I use timeshift because it was pre-installed. But I can vouch for it; it works really well, and let's you choose and tweak every single thing in a legible user interface!
A separate NAS on an atom cpu with btrfs of raid 10 exposed over NFS.
I run Openmediavault and I backup using BorgBackup. Super easy to setup, use, and modify
Anything important I keep in my Dropbox folder, so then I have a copy on my desktop, laptop, and in the cloud.
When I turn off my desktop, I use restic to backup my Dropbox folder to a local external hard drive, and then restic runs again to back up to Wasabi which is a storage service like amazon's S3.
Same exact process for when I turn off my laptop.. except sometimes I don't have my laptop external hd plugged in so that gets skipped.
So that's three local copies, two local backups, and two remote backup storage locations. Not bad.
Changes I might make:
- add another remote location
- rotate local physical backup device somewhere (that seems like a lot of work)
- move to next cloud or seafile instead of Dropbox
I used seafile for a long time but I couldn't keep it up so I switched to Dropbox.
Advice, thoughts welcome.
Either an external hard drive or a pendrive. Just put one of those in a keychain and voila, a perfect backup solution that does not need of internet access.
...it's not dumb if it (still) works. :^)
I use duplicity to a drive mounted off a Pi for local, tarsnap for remote. Both are command-line tools; tarsnap charges for their servers based on exact usage. (And thanks for the reminder; I'm due for another review of exactly what parts of which drives I'm backing up.)
Periodic backup to external drive via Deja Dup. Plus, I keep all important docs in Google Drive. All photos are in Google Photos. So it's only my music really which isn't in the cloud. But I might try upload it to Drive as well one day.
I use Duplicacy to encrypt and backup my data to OneDrive on a schedule.
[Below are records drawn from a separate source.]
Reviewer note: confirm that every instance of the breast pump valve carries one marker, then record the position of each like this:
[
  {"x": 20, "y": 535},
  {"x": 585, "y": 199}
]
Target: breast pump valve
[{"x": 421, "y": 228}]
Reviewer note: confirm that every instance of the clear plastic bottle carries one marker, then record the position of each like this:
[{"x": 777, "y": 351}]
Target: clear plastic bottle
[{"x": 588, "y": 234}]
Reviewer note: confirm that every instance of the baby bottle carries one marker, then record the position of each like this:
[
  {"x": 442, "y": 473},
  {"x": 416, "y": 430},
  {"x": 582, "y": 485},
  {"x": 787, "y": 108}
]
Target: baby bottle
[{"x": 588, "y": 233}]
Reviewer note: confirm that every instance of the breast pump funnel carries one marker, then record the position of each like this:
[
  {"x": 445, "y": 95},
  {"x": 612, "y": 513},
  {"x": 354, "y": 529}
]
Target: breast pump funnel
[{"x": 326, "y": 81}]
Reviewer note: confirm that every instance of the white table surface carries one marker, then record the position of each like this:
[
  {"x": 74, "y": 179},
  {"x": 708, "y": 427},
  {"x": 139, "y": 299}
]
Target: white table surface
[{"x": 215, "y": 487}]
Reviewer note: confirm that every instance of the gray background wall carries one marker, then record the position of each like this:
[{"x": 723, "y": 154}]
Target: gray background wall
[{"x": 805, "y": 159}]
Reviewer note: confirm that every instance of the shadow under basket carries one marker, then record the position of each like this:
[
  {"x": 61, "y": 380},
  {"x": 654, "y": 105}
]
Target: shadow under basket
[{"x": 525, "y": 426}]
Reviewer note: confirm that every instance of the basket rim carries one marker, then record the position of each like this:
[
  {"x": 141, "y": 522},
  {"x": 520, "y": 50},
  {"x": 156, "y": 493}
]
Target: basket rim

If Proton ever creates a Linux client for Drive, then I'll switch to that, but I'm not holding my breath.
Most of my data is backed up to (or just stored on) a VPS in the first instance, and then I backup the VPS to a local NAS daily using rsnapshot (the NAS is just a few old hard drives attached to a Raspberry Pi until I can get something more robust). Very occasionally I'll back the NAS up to a separate drive. I also occasionally backup my laptop directly to a separate hard drive.
Not a particularly robust solution but it gives me some piece of mind. I would like to build a better NAS that can support RAID as I was never able to get it working with the Pi.
Restic to Synology nas, Synology software for cloud backup.
zfs snap
and zfs send
to an external or another server.
I run ZFS on my servers and then replicate to other ZFS servers with Syncoid.
Restic with deja dupe gui
Vorta + borgbase
The yearly subscription is cheap and fits my storage needs by quite some margin. Gives me peace of mind to have an off-site back up.
I also store my documents on Google Drive.
Good ol' fashioned rsync once a day to a remote server with zfs with daily zfs snapshot (rsync.net). Very fast because it only need to send changed/new files, and saved my hide several times when I need to access deleted files or old version of some files from the zfs snapshots.